Truth be told, I have been documenting everything seriously since I was 19, first in those composition books, later in various blogs and online journals. Even before that, I'd been loosely keeping a diary sine I was 14 (mostly filled with bad poetry and rants about my friends, my mother, my grades, my body). I kept the paper versions up til around the summer of 2003 when I started my xanga journal, then remained there til I moved here to blogger in 2005. Every once in a while I try to compare the difference between those private journals and these public ones, and besides seething and occasional negativity (I was all about this in my 20's, thank god I've mellowed in my thirties)..the things I talk about and document are in a similar vein, things I've written, things I've read, dreamed about, saw. These days, I'm much less insecure, hopefully, than I was there (I hope.)

Regardless, they are a touchstone, something I refer to when I can't remember certain timelines, certain details (much in the way I use this blog and facebook now.) They aren't as accessible as the blog, but I keep them right next to my desk at home in the bottom of the wicker file cabinet next to me. If there was a fire, I would probably want to save them (of course, last month's false alarm had me scrambling and worrying about the cats, not belongings.) On one hand I would never want them destroyed. Sometimes, I hope they are destroyed at least before I die and someone else reads them.
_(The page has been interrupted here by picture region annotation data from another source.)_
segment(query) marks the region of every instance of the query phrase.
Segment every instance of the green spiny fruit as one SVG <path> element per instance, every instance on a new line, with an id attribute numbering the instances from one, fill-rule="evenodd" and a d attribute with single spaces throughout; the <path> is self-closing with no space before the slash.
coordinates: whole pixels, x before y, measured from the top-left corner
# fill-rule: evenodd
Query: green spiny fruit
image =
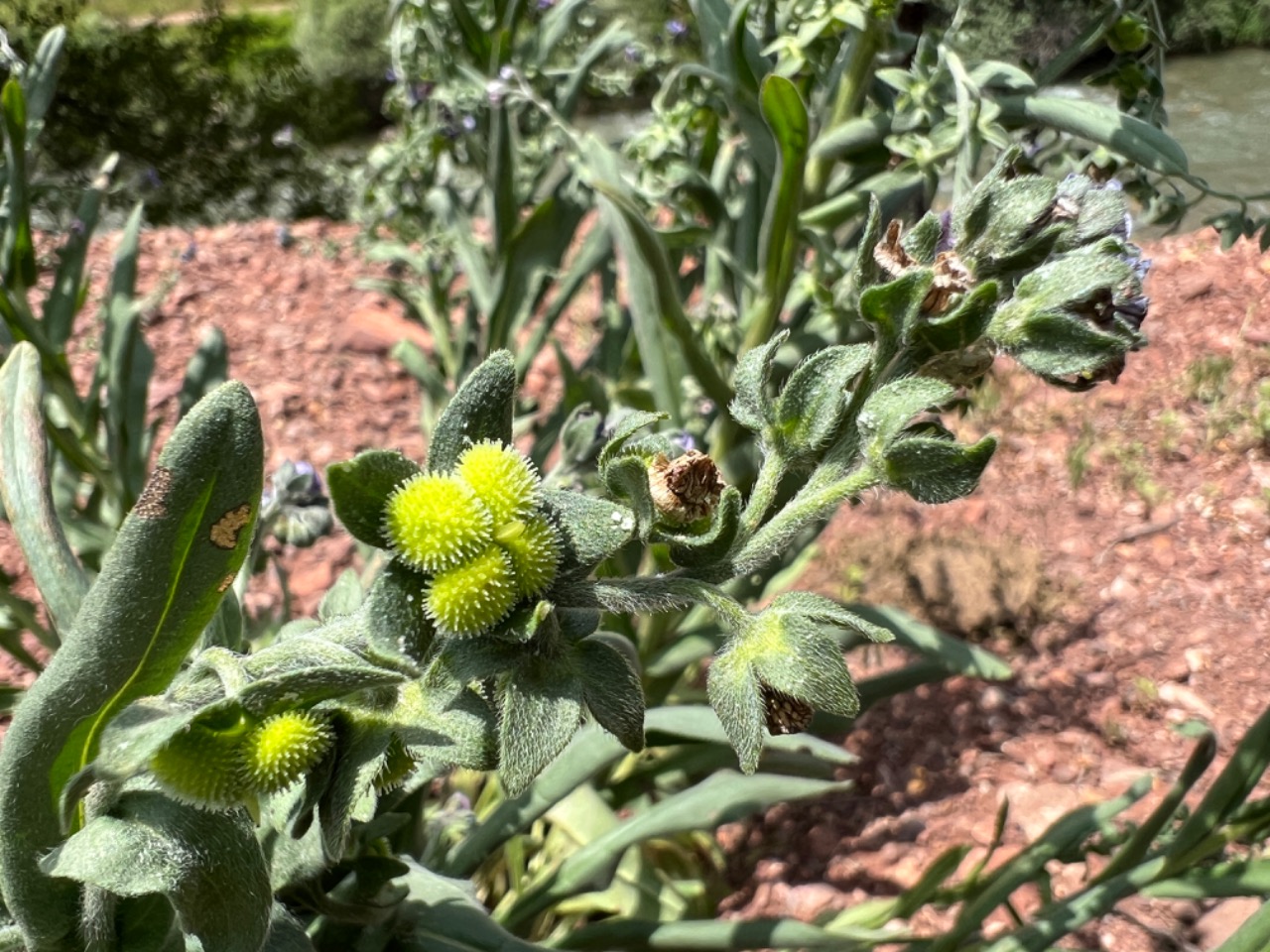
<path id="1" fill-rule="evenodd" d="M 485 504 L 495 528 L 533 512 L 538 475 L 513 447 L 493 439 L 476 443 L 458 457 L 455 475 Z"/>
<path id="2" fill-rule="evenodd" d="M 192 724 L 155 754 L 150 769 L 160 786 L 183 803 L 236 806 L 251 795 L 243 769 L 251 727 L 251 721 L 241 713 L 221 729 Z"/>
<path id="3" fill-rule="evenodd" d="M 490 546 L 432 580 L 428 616 L 448 635 L 479 635 L 503 621 L 516 598 L 512 560 L 498 546 Z"/>
<path id="4" fill-rule="evenodd" d="M 560 565 L 560 537 L 555 528 L 536 515 L 517 533 L 499 533 L 498 542 L 512 560 L 516 588 L 522 598 L 538 595 L 555 581 Z"/>
<path id="5" fill-rule="evenodd" d="M 268 718 L 248 739 L 243 765 L 257 793 L 286 790 L 330 748 L 331 731 L 316 715 L 288 711 Z"/>
<path id="6" fill-rule="evenodd" d="M 389 496 L 384 529 L 408 565 L 437 572 L 483 552 L 493 539 L 494 519 L 458 480 L 419 473 Z"/>

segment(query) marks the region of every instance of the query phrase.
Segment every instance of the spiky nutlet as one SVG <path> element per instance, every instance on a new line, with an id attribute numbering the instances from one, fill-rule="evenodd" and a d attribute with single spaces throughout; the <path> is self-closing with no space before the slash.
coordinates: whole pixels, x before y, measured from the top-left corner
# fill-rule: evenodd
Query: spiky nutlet
<path id="1" fill-rule="evenodd" d="M 432 580 L 428 617 L 447 635 L 480 635 L 503 621 L 516 599 L 512 560 L 490 546 Z"/>
<path id="2" fill-rule="evenodd" d="M 458 457 L 455 475 L 485 504 L 495 527 L 533 512 L 538 475 L 514 447 L 491 439 L 476 443 Z"/>
<path id="3" fill-rule="evenodd" d="M 211 809 L 236 806 L 251 793 L 243 769 L 243 750 L 251 726 L 245 715 L 221 729 L 193 724 L 154 755 L 150 769 L 160 786 L 183 803 Z"/>
<path id="4" fill-rule="evenodd" d="M 541 515 L 523 523 L 523 531 L 499 539 L 503 551 L 512 560 L 516 588 L 522 598 L 538 595 L 555 581 L 560 566 L 560 537 Z"/>
<path id="5" fill-rule="evenodd" d="M 493 539 L 494 519 L 455 477 L 419 473 L 389 496 L 384 529 L 408 565 L 437 572 L 484 551 Z"/>
<path id="6" fill-rule="evenodd" d="M 326 722 L 307 711 L 268 718 L 251 731 L 243 751 L 248 783 L 257 793 L 286 790 L 321 760 L 331 740 Z"/>

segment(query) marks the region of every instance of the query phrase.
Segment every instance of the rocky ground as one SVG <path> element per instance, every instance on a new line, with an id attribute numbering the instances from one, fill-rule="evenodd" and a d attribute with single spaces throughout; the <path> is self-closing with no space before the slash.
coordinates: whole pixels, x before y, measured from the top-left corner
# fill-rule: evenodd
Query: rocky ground
<path id="1" fill-rule="evenodd" d="M 354 254 L 353 228 L 306 222 L 292 236 L 282 248 L 268 222 L 144 236 L 141 284 L 157 289 L 147 312 L 154 413 L 171 415 L 184 364 L 216 325 L 232 376 L 260 404 L 271 466 L 320 467 L 370 446 L 420 453 L 415 383 L 386 359 L 415 331 L 356 289 L 373 268 Z M 99 281 L 110 242 L 93 256 Z M 982 491 L 941 508 L 872 499 L 831 527 L 806 584 L 900 604 L 986 642 L 1015 677 L 954 679 L 876 706 L 845 740 L 860 758 L 852 793 L 725 830 L 729 915 L 809 918 L 894 894 L 955 844 L 975 847 L 969 867 L 1002 797 L 1002 853 L 1016 850 L 1143 772 L 1158 795 L 1196 722 L 1218 731 L 1220 763 L 1264 708 L 1270 256 L 1251 245 L 1220 254 L 1204 235 L 1148 254 L 1152 344 L 1119 385 L 1071 395 L 1005 368 L 959 423 L 1003 435 Z M 533 385 L 550 369 L 538 367 Z M 5 533 L 0 566 L 15 572 Z M 286 553 L 298 608 L 353 557 L 347 536 Z M 253 608 L 273 611 L 276 599 Z M 857 675 L 894 663 L 889 650 L 852 659 Z M 1053 872 L 1058 892 L 1085 875 Z M 1206 949 L 1255 905 L 1133 901 L 1080 942 Z"/>

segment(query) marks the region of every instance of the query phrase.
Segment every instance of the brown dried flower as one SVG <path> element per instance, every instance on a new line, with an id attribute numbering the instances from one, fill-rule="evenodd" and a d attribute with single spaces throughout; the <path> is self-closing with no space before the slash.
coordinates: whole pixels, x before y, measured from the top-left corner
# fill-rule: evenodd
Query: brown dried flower
<path id="1" fill-rule="evenodd" d="M 674 459 L 658 453 L 648 468 L 648 484 L 657 512 L 681 524 L 710 515 L 726 485 L 714 459 L 696 449 Z"/>
<path id="2" fill-rule="evenodd" d="M 906 272 L 921 268 L 922 263 L 908 254 L 899 242 L 904 226 L 897 220 L 886 226 L 886 234 L 874 246 L 874 260 L 893 278 L 898 278 Z M 944 314 L 954 294 L 963 294 L 974 286 L 974 275 L 970 269 L 961 264 L 956 251 L 940 251 L 935 255 L 935 281 L 931 289 L 922 300 L 922 310 L 926 314 Z"/>

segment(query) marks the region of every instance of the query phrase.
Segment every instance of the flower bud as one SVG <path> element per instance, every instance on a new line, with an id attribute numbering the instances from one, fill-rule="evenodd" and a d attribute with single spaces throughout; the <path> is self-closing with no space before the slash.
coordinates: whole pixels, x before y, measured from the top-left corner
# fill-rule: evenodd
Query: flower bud
<path id="1" fill-rule="evenodd" d="M 243 769 L 250 731 L 251 722 L 244 713 L 236 713 L 224 726 L 194 722 L 155 754 L 150 769 L 159 784 L 183 803 L 236 806 L 251 795 Z"/>
<path id="2" fill-rule="evenodd" d="M 538 595 L 555 581 L 560 565 L 560 537 L 551 523 L 541 515 L 521 524 L 522 531 L 499 539 L 503 551 L 512 560 L 512 572 L 521 598 Z"/>
<path id="3" fill-rule="evenodd" d="M 726 485 L 714 459 L 696 449 L 674 459 L 658 453 L 649 466 L 648 484 L 660 517 L 681 526 L 714 513 Z"/>

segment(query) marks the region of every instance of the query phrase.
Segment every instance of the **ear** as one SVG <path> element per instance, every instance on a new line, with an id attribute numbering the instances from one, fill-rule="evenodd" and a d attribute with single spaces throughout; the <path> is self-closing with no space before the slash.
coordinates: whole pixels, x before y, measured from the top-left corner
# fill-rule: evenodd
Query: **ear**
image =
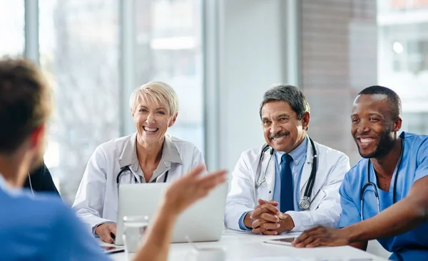
<path id="1" fill-rule="evenodd" d="M 173 116 L 173 118 L 171 119 L 169 124 L 168 125 L 168 127 L 173 127 L 174 123 L 175 123 L 175 120 L 177 119 L 178 115 L 178 113 L 175 113 L 175 114 L 174 116 Z"/>
<path id="2" fill-rule="evenodd" d="M 30 146 L 31 147 L 31 149 L 44 145 L 46 128 L 46 124 L 43 124 L 36 127 L 30 134 Z"/>
<path id="3" fill-rule="evenodd" d="M 309 126 L 309 121 L 310 119 L 310 113 L 309 112 L 305 112 L 303 116 L 302 117 L 302 126 L 303 127 L 303 129 L 307 129 Z"/>
<path id="4" fill-rule="evenodd" d="M 397 118 L 397 119 L 394 122 L 394 124 L 392 125 L 392 130 L 395 132 L 397 132 L 401 129 L 402 124 L 403 122 L 403 119 L 401 117 Z"/>

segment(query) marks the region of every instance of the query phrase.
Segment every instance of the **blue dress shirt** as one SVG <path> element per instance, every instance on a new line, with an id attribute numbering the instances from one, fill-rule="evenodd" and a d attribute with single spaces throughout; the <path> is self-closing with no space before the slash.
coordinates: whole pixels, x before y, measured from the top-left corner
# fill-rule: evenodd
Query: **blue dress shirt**
<path id="1" fill-rule="evenodd" d="M 377 187 L 380 211 L 392 205 L 394 191 L 397 201 L 404 198 L 410 187 L 419 179 L 428 176 L 428 136 L 402 132 L 404 149 L 401 166 L 398 171 L 397 188 L 394 188 L 396 174 L 392 179 L 389 191 L 382 191 L 377 186 L 373 165 L 370 164 L 370 181 Z M 361 188 L 367 183 L 367 159 L 360 161 L 345 176 L 340 186 L 340 206 L 342 215 L 339 222 L 340 228 L 361 221 Z M 373 188 L 368 187 L 364 195 L 364 219 L 370 218 L 378 213 L 377 201 Z M 428 257 L 428 223 L 402 235 L 379 239 L 379 243 L 393 254 L 392 260 L 425 260 Z"/>
<path id="2" fill-rule="evenodd" d="M 299 208 L 299 201 L 300 200 L 300 177 L 302 176 L 302 170 L 303 169 L 303 166 L 305 166 L 305 162 L 306 162 L 306 151 L 307 151 L 307 142 L 309 138 L 307 136 L 305 138 L 303 142 L 297 146 L 297 148 L 293 149 L 289 154 L 292 157 L 293 161 L 290 164 L 290 166 L 291 167 L 291 172 L 292 176 L 292 188 L 293 188 L 293 196 L 294 196 L 294 209 L 296 211 L 300 211 Z M 285 153 L 282 151 L 275 151 L 275 186 L 273 189 L 273 200 L 277 201 L 279 205 L 277 207 L 277 209 L 280 209 L 280 198 L 281 198 L 281 157 Z M 241 215 L 239 219 L 239 228 L 243 230 L 250 230 L 250 228 L 248 228 L 244 225 L 244 218 L 245 215 L 247 215 L 248 212 Z"/>
<path id="3" fill-rule="evenodd" d="M 0 175 L 1 260 L 108 260 L 59 197 L 28 192 L 8 187 Z"/>

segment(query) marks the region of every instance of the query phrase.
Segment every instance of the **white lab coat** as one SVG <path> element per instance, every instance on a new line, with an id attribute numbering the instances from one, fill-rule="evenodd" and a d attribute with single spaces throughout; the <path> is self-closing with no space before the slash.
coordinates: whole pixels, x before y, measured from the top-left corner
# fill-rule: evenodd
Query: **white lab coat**
<path id="1" fill-rule="evenodd" d="M 93 232 L 100 223 L 116 222 L 116 178 L 121 168 L 129 165 L 132 172 L 123 172 L 121 184 L 135 183 L 134 177 L 138 183 L 146 182 L 137 159 L 136 135 L 134 133 L 98 146 L 89 159 L 73 208 Z M 200 164 L 205 164 L 203 156 L 195 145 L 166 134 L 162 159 L 149 181 L 163 182 L 168 171 L 166 181 L 171 182 Z"/>
<path id="2" fill-rule="evenodd" d="M 303 231 L 318 225 L 335 228 L 342 211 L 339 187 L 345 174 L 350 169 L 349 158 L 342 152 L 314 143 L 317 153 L 318 169 L 310 195 L 312 202 L 308 211 L 286 212 L 295 223 L 295 228 L 292 230 L 293 232 Z M 260 154 L 265 145 L 263 144 L 260 149 L 243 152 L 236 164 L 232 174 L 230 191 L 226 200 L 225 224 L 229 228 L 240 230 L 238 223 L 240 218 L 244 213 L 253 211 L 258 205 L 259 198 L 268 201 L 273 198 L 276 164 L 275 155 L 267 170 L 266 182 L 263 182 L 258 188 L 255 187 L 255 179 L 260 174 L 260 170 L 258 181 L 263 180 L 270 156 L 270 150 L 266 150 L 261 166 L 259 166 Z M 300 183 L 301 198 L 305 193 L 312 165 L 312 149 L 309 141 Z M 318 191 L 320 193 L 314 198 Z"/>

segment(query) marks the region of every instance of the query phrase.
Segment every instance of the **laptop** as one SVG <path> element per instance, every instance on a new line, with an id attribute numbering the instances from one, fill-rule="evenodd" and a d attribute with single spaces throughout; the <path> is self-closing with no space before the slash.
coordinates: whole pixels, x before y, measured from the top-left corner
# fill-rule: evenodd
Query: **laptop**
<path id="1" fill-rule="evenodd" d="M 151 183 L 119 186 L 116 245 L 123 245 L 123 217 L 147 215 L 153 218 L 169 184 Z M 218 241 L 224 229 L 223 218 L 228 184 L 219 185 L 208 195 L 190 206 L 178 218 L 171 243 Z"/>

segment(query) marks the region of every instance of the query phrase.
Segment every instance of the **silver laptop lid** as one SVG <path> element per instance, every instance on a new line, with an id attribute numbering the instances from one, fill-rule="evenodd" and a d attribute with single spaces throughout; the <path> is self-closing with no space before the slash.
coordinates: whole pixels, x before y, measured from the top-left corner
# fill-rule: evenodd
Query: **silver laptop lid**
<path id="1" fill-rule="evenodd" d="M 149 222 L 153 222 L 160 201 L 169 185 L 154 183 L 120 186 L 115 240 L 116 245 L 123 244 L 123 217 L 148 215 Z M 171 243 L 187 242 L 186 237 L 194 242 L 219 240 L 224 229 L 228 188 L 227 183 L 218 186 L 206 197 L 182 213 L 174 226 Z"/>

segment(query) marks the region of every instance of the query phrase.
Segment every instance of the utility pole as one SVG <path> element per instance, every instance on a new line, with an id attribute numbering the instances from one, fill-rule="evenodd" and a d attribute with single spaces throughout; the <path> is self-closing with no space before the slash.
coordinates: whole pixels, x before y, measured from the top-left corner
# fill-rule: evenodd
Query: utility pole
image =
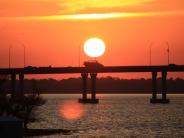
<path id="1" fill-rule="evenodd" d="M 79 62 L 79 67 L 80 67 L 80 58 L 81 58 L 81 56 L 80 56 L 80 54 L 81 54 L 81 46 L 79 45 L 79 47 L 78 47 L 78 62 Z"/>
<path id="2" fill-rule="evenodd" d="M 9 50 L 8 50 L 8 55 L 9 55 L 9 59 L 8 59 L 8 65 L 9 65 L 9 68 L 11 67 L 11 48 L 12 48 L 12 45 L 9 45 Z"/>
<path id="3" fill-rule="evenodd" d="M 149 46 L 149 65 L 150 66 L 152 65 L 152 62 L 151 62 L 151 60 L 152 60 L 152 45 L 153 45 L 153 43 L 151 43 Z"/>
<path id="4" fill-rule="evenodd" d="M 167 62 L 168 62 L 168 65 L 170 63 L 170 47 L 169 47 L 169 43 L 167 42 Z"/>
<path id="5" fill-rule="evenodd" d="M 26 46 L 24 44 L 22 44 L 23 48 L 24 48 L 24 67 L 26 66 Z"/>

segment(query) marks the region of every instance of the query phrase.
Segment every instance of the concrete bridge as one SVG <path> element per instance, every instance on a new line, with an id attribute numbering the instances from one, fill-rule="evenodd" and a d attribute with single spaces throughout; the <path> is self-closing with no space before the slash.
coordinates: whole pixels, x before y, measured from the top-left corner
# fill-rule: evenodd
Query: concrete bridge
<path id="1" fill-rule="evenodd" d="M 169 103 L 167 99 L 167 73 L 184 72 L 184 65 L 170 64 L 168 66 L 97 66 L 97 67 L 32 67 L 25 68 L 0 68 L 0 74 L 11 75 L 12 97 L 15 95 L 16 75 L 19 76 L 20 94 L 24 91 L 24 76 L 27 74 L 74 74 L 80 73 L 83 81 L 81 103 L 98 103 L 96 98 L 96 77 L 98 73 L 128 73 L 128 72 L 150 72 L 152 76 L 151 103 Z M 157 74 L 162 75 L 162 98 L 157 98 Z M 87 98 L 87 78 L 91 77 L 91 98 Z"/>

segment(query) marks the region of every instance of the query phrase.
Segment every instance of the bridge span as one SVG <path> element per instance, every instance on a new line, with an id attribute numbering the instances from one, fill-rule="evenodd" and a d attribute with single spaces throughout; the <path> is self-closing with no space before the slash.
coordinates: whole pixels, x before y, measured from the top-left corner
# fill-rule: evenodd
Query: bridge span
<path id="1" fill-rule="evenodd" d="M 16 75 L 19 76 L 20 94 L 24 94 L 24 76 L 27 74 L 74 74 L 80 73 L 83 81 L 81 103 L 98 103 L 96 98 L 96 77 L 98 73 L 128 73 L 150 72 L 152 76 L 151 103 L 169 103 L 167 99 L 167 73 L 184 72 L 184 65 L 161 65 L 161 66 L 94 66 L 94 67 L 32 67 L 25 68 L 0 68 L 1 75 L 11 75 L 11 95 L 15 96 Z M 162 74 L 162 98 L 157 98 L 157 74 Z M 91 77 L 91 98 L 87 98 L 87 78 Z"/>

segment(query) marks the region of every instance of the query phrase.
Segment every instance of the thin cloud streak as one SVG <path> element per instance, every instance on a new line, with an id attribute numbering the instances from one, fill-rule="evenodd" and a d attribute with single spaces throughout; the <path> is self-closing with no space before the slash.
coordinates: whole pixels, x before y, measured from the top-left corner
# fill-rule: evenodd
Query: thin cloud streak
<path id="1" fill-rule="evenodd" d="M 52 16 L 17 16 L 0 17 L 0 20 L 103 20 L 103 19 L 121 19 L 149 16 L 176 16 L 184 15 L 184 11 L 164 11 L 164 12 L 114 12 L 114 13 L 94 13 L 94 14 L 71 14 L 71 15 L 52 15 Z"/>

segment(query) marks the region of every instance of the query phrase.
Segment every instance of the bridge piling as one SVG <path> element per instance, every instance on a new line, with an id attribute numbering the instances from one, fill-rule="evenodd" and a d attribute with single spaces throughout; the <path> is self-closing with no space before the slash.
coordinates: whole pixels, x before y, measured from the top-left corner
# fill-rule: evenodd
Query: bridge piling
<path id="1" fill-rule="evenodd" d="M 99 100 L 96 99 L 96 76 L 97 73 L 90 73 L 91 76 L 91 98 L 87 98 L 87 78 L 88 73 L 81 73 L 82 76 L 82 84 L 83 84 L 83 90 L 82 90 L 82 98 L 79 99 L 79 103 L 98 103 Z"/>
<path id="2" fill-rule="evenodd" d="M 152 99 L 157 99 L 157 72 L 152 72 Z"/>
<path id="3" fill-rule="evenodd" d="M 157 72 L 152 72 L 152 98 L 150 103 L 169 103 L 169 99 L 166 98 L 167 93 L 167 72 L 162 71 L 162 98 L 157 99 Z"/>
<path id="4" fill-rule="evenodd" d="M 82 91 L 82 99 L 87 99 L 87 78 L 88 73 L 82 73 L 82 82 L 83 82 L 83 91 Z"/>
<path id="5" fill-rule="evenodd" d="M 170 100 L 167 99 L 167 72 L 162 72 L 162 103 L 169 103 Z"/>
<path id="6" fill-rule="evenodd" d="M 98 103 L 99 99 L 96 99 L 96 77 L 97 73 L 90 73 L 91 76 L 91 99 L 93 103 Z"/>
<path id="7" fill-rule="evenodd" d="M 11 98 L 15 98 L 16 74 L 11 74 Z"/>
<path id="8" fill-rule="evenodd" d="M 19 90 L 20 90 L 20 96 L 24 95 L 24 74 L 19 74 Z"/>

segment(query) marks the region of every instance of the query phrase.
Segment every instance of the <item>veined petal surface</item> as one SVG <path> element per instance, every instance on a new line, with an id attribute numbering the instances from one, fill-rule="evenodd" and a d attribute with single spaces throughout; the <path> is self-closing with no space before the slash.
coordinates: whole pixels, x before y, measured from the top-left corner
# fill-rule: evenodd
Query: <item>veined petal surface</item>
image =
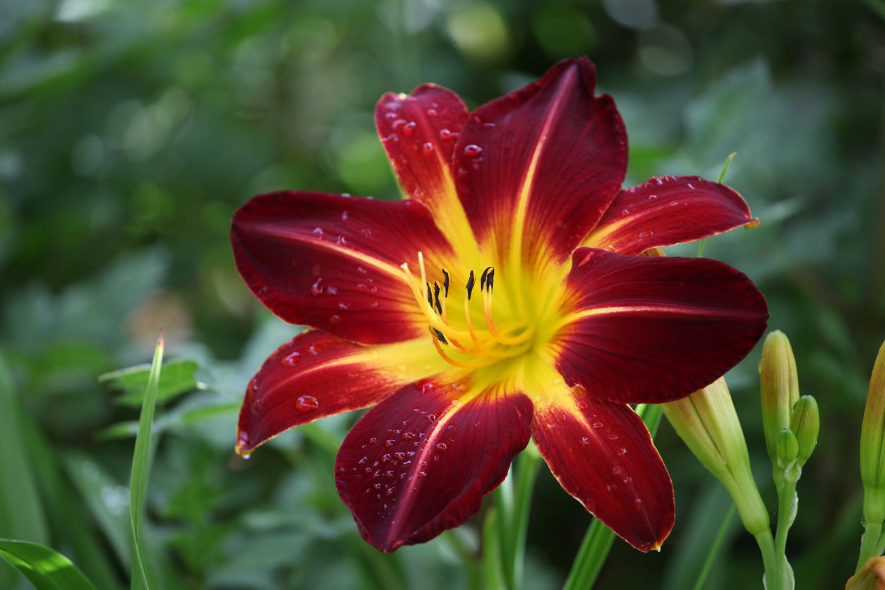
<path id="1" fill-rule="evenodd" d="M 363 537 L 382 551 L 461 525 L 507 475 L 531 436 L 521 394 L 406 386 L 350 430 L 335 484 Z"/>
<path id="2" fill-rule="evenodd" d="M 234 217 L 237 269 L 252 293 L 287 322 L 363 344 L 427 333 L 404 263 L 431 267 L 457 260 L 430 211 L 418 201 L 389 203 L 338 195 L 262 195 Z"/>
<path id="3" fill-rule="evenodd" d="M 595 396 L 684 397 L 736 364 L 765 331 L 765 298 L 720 262 L 579 248 L 572 264 L 556 366 Z"/>
<path id="4" fill-rule="evenodd" d="M 620 190 L 627 133 L 595 87 L 589 60 L 564 61 L 471 113 L 455 179 L 483 249 L 517 264 L 566 262 Z"/>
<path id="5" fill-rule="evenodd" d="M 658 548 L 675 518 L 673 484 L 629 406 L 574 387 L 536 402 L 532 440 L 563 488 L 630 545 Z"/>
<path id="6" fill-rule="evenodd" d="M 404 385 L 448 368 L 423 339 L 365 347 L 308 330 L 271 355 L 249 382 L 236 450 L 326 416 L 373 405 Z"/>
<path id="7" fill-rule="evenodd" d="M 618 194 L 583 246 L 639 254 L 758 223 L 741 195 L 699 176 L 664 176 Z"/>
<path id="8" fill-rule="evenodd" d="M 476 247 L 451 171 L 466 120 L 460 97 L 435 84 L 423 84 L 409 96 L 388 93 L 375 107 L 375 126 L 403 192 L 433 211 L 458 251 Z"/>

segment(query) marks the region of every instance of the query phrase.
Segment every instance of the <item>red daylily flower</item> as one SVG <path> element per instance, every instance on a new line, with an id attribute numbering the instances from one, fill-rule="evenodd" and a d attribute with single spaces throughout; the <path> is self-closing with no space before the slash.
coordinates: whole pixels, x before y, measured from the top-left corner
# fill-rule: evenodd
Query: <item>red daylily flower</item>
<path id="1" fill-rule="evenodd" d="M 237 452 L 373 405 L 335 483 L 392 551 L 475 514 L 531 439 L 587 510 L 660 546 L 673 487 L 627 404 L 708 385 L 767 311 L 726 264 L 635 255 L 758 222 L 697 177 L 621 190 L 627 134 L 595 84 L 582 58 L 473 112 L 435 85 L 385 95 L 375 120 L 404 200 L 280 192 L 236 212 L 246 283 L 312 328 L 250 383 Z"/>

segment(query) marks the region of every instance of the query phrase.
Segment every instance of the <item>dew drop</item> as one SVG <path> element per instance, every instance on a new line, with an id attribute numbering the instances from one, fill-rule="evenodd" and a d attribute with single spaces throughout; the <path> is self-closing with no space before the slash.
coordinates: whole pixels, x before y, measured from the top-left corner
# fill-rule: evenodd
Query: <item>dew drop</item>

Somewhere in my belongings (though I am hard pressed to remember where at the moment-possibly the trunk still in my parent's basement) I have a little pink journal that belonged to my paternal grandmother. There were actually two, one was in pieces, the other was still bound. I've since used the trashed one in art pieces, but the pink one remains intact, and it chronicles the day to day in list form mostly the things she ate for breakfast, the people who visited, store shopping trips. All very mundane, but in some ways fascinating, especially since she's the grandmother I only have flashes of before she died when I was six. The journal fell to my father along with photos, report cards, class pictures, and the other detritus of her life after my step-grandfather died years later. Her scribblings are pretty level headed, devoted only to fact, and not much to opinion or commentary and are therefore far less embarrassing than my own. Should I ever have grand children, I probably wouldn't want them reading my journals (which in some ways makes me wonder if she would mind me reading

Regardless, and more on track, the details aren't there from that year of my life, only what's left in my memory, the journal missing, probably having been tossed along with the rest of the stuff in a trashcan in Starksville after the thief discovered there was only a wad of dollar bills and no credit cards in the wallet. Or worse, maybe he put on the headphones, rocked out to Tori Amos and 10,000 maniacs, and read the whole thing. Yikes.